Running larger deep learning models is opening the path to new scientific possibilities, but conventional systems and architectures limit the problems that can be addressed, as models take a long time to train. Using supercomputers can drastically reduce this time if the supercomputing architecture can make efficient use of learning tools to accelerate the training of Deep Neural networks (DNN).
‘Cray’s proficiency in performance analysis and profiling, combined with the unique architecture of the XC systems, allowed us to bring deep learning problems to our Piz Daint system and scale them in a way that nobody else has,’ said Professor Thomas Schulthess, director of the Swiss National Supercomputing Centre (CSCS). ‘What is most exciting is that our researchers and scientists will now be able to use our existing Cray XC supercomputer to take on a new class of deep learning problems that were previously infeasible.’
Deep learning problems share algorithmic similarities with applications traditionally run on a massively parallel supercomputer.

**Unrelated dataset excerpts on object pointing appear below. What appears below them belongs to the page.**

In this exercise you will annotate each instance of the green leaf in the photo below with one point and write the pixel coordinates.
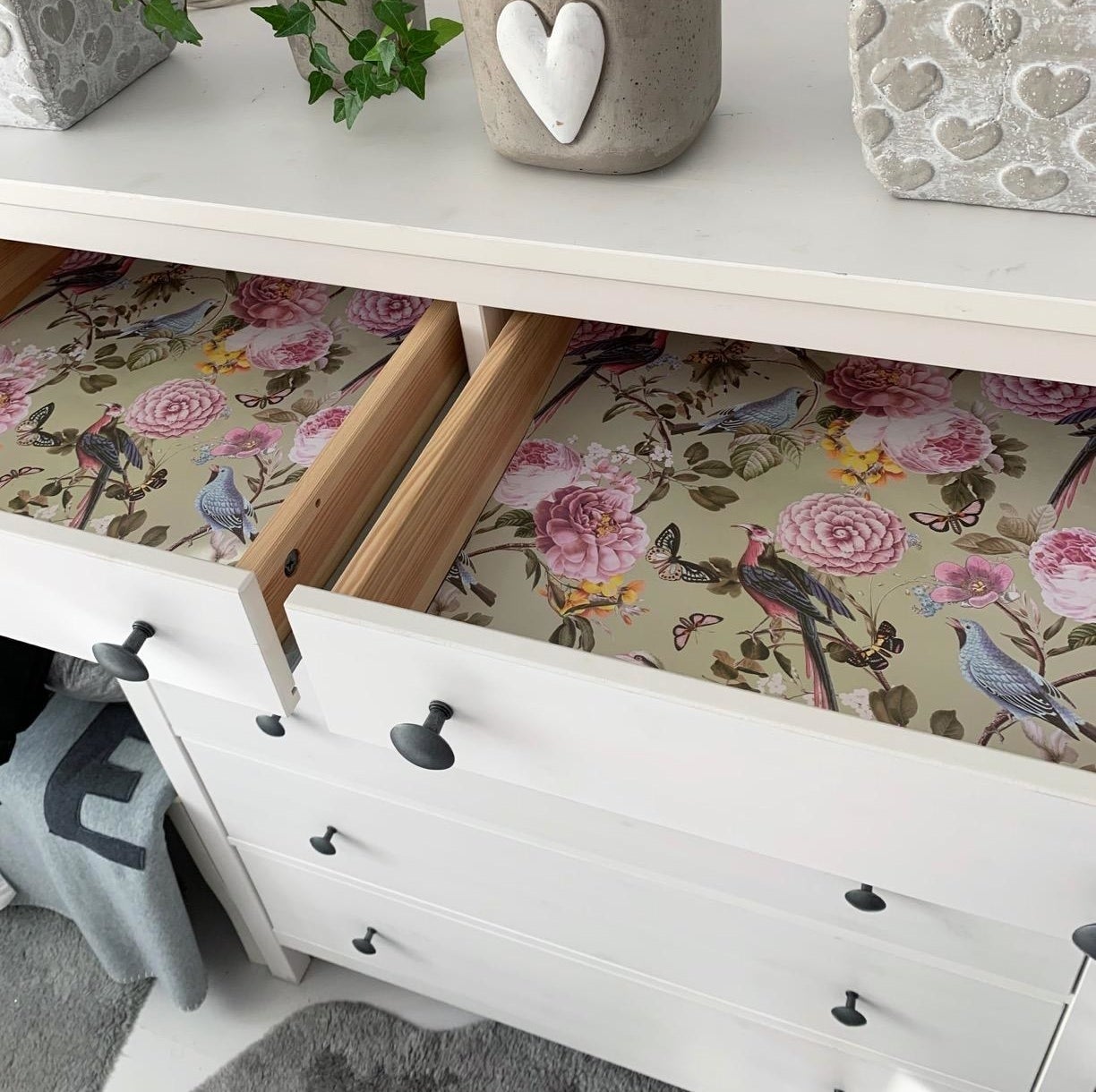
(162, 18)
(1082, 636)
(901, 704)
(155, 535)
(944, 722)
(319, 57)
(319, 84)
(414, 78)
(445, 30)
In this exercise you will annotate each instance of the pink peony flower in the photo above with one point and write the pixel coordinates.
(842, 533)
(537, 469)
(1042, 399)
(975, 584)
(938, 442)
(386, 313)
(1063, 563)
(274, 302)
(590, 333)
(240, 442)
(283, 348)
(176, 407)
(888, 388)
(588, 533)
(314, 431)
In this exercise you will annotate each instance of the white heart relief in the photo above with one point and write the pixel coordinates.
(558, 73)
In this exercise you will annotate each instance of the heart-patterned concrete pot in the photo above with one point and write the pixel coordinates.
(60, 59)
(987, 102)
(628, 98)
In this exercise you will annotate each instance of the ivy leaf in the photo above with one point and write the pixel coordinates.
(445, 30)
(945, 723)
(319, 84)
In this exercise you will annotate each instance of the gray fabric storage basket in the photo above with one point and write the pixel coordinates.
(60, 59)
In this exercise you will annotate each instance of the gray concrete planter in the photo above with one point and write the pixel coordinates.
(985, 103)
(658, 86)
(60, 59)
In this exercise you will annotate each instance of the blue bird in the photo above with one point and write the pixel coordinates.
(170, 326)
(1015, 688)
(224, 508)
(778, 411)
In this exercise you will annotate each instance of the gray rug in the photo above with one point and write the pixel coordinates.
(347, 1046)
(62, 1019)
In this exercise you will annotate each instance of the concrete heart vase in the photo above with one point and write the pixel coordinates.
(60, 59)
(610, 87)
(985, 102)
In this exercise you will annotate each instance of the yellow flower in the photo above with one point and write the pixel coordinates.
(220, 362)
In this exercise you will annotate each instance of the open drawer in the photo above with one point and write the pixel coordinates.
(826, 789)
(184, 414)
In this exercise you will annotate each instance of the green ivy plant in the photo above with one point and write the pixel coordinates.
(384, 63)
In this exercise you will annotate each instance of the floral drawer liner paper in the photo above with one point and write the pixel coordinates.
(904, 543)
(176, 406)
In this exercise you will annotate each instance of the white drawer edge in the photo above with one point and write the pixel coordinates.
(755, 712)
(469, 1002)
(899, 951)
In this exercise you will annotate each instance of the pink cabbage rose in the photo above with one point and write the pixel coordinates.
(1042, 399)
(888, 388)
(240, 442)
(314, 431)
(978, 583)
(537, 469)
(386, 313)
(283, 348)
(842, 533)
(275, 302)
(176, 407)
(938, 442)
(1063, 563)
(588, 533)
(590, 333)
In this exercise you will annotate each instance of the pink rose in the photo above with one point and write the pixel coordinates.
(842, 533)
(587, 334)
(176, 407)
(1063, 563)
(938, 442)
(588, 533)
(314, 431)
(1042, 399)
(283, 348)
(978, 583)
(888, 388)
(274, 302)
(239, 442)
(386, 313)
(537, 469)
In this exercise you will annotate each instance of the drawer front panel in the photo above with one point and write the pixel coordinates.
(758, 961)
(247, 795)
(869, 801)
(67, 589)
(673, 1037)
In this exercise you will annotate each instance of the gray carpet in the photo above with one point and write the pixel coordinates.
(62, 1019)
(346, 1046)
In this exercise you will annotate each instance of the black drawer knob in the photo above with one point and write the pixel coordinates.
(322, 843)
(864, 899)
(847, 1013)
(122, 661)
(1085, 939)
(422, 744)
(270, 723)
(364, 944)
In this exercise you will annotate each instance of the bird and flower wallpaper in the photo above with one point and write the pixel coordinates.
(176, 406)
(898, 542)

By optimising inter-node communication using the Cray XC Aries network and a high-performance MPI library, each training job can leverage significantly more compute resources – reducing the time required to train an individual model.
‘Applying a supercomputing approach to optimise deep learning workloads represents a powerful breakthrough for training and evaluating deep learning algorithms at scale,’ said Dr. Xuedong Huang, distinguished engineer, Microsoft AI and Research. ‘Our collaboration with Cray and CSCS has demonstrated how the Microsoft Cognitive Toolkit can be used to push the boundaries of deep learning.’
A team of experts from Cray, Microsoft, and CSCS have scaled the Microsoft Cognitive Toolkit to more than 1,000 NVIDIA Tesla P100 GPU accelerators on the Cray XC50 supercomputer at CSCS. The result of this deep learning collaboration opens the door for researchers to run larger, more complex, and multi-layered deep learning workloads at scale, harnessing the performance of a Cray supercomputer.
Dr Mark Staveley, Cray’s director of deep learning and machine learning said: ‘We are working to unlock possibilities around new approaches and model sizes, turning the dreams and theories of scientists into something real that they can explore. Our collaboration with Microsoft and CSCS is a game changer for what can be accomplished using deep learning.’